Federer im Interview: «Ich ziehe diese Art von Match vor»
Aktualisiert

Federer im Interview«Ich ziehe diese Art von Match vor»

Wenige Minuten nach seiner Gala gegen Juan Martin Del Potro erschien Roger Federer zur Medienkonferenz. Er gab gewohnt locker und umfassend Auskunft.

Roger Federer, hilft Ihnen das, nach einem harten letzten Match diesmal leichter gewonnen zu haben?

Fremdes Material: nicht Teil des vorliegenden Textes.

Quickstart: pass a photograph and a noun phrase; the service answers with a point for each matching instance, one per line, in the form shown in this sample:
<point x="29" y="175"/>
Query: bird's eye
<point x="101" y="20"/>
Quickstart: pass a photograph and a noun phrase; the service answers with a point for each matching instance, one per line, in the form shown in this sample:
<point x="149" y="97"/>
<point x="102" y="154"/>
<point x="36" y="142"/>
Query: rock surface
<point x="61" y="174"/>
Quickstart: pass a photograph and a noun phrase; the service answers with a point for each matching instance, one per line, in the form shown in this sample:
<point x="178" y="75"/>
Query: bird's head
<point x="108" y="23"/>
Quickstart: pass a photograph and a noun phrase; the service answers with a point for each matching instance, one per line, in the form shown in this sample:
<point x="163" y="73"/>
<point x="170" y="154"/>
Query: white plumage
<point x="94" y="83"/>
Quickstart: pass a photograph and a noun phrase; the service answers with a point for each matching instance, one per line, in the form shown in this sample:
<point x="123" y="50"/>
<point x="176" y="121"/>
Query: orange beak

Roger Federer: Ja, ich ziehe diese Art von Match vor, sie sind gesünder. Die anderen sind nervenzerreissend und man ist nachher müde, mental und körperlich etwas ausgelaugt. Ich hatte aber physisch keine Nachwirkungen, und das zeigt, dass ich fit bin und in viel besserer Verfassung als letztes Jahr. Ich hoffte, dass es genau so sein würde, ich hatte keinerlei Schmerzen, kam raus und habe toll gespielt. Das war nach dem verpatzten Start gegen Berdych wichtig.

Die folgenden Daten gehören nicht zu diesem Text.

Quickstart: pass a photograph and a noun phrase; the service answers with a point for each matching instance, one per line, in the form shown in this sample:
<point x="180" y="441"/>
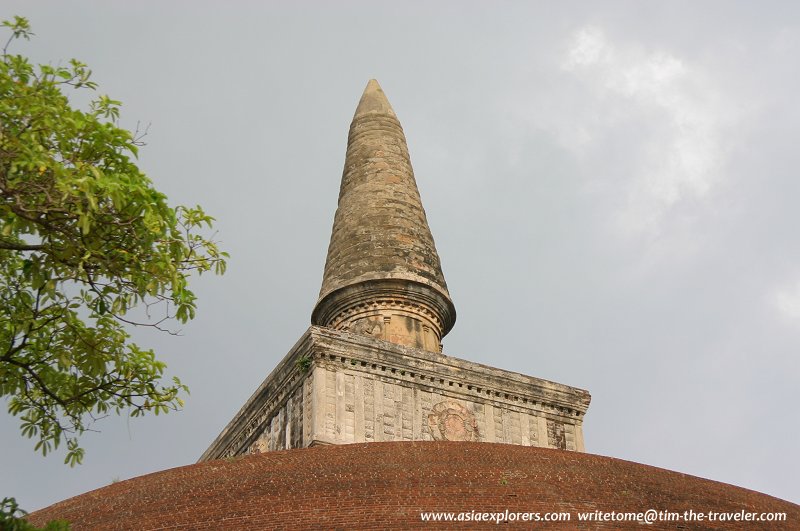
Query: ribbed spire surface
<point x="380" y="231"/>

Ihren nächsten Gegner Andy Roddick kennen Sie schon lange. Was erwarten Sie von der Partie?

Wir gehen raus und wissen, was uns bei den wichtigen Punkten erwartet. Die Frage ist nur, wer die bessere Tagesform hat. Ich bin gespannt, welche Taktik er wählt. Ich werde versuchen so zu spielen wie meistens gegen ihn, aggressiv und viel zu variieren. Zudem muss ich seinen Service gut lesen.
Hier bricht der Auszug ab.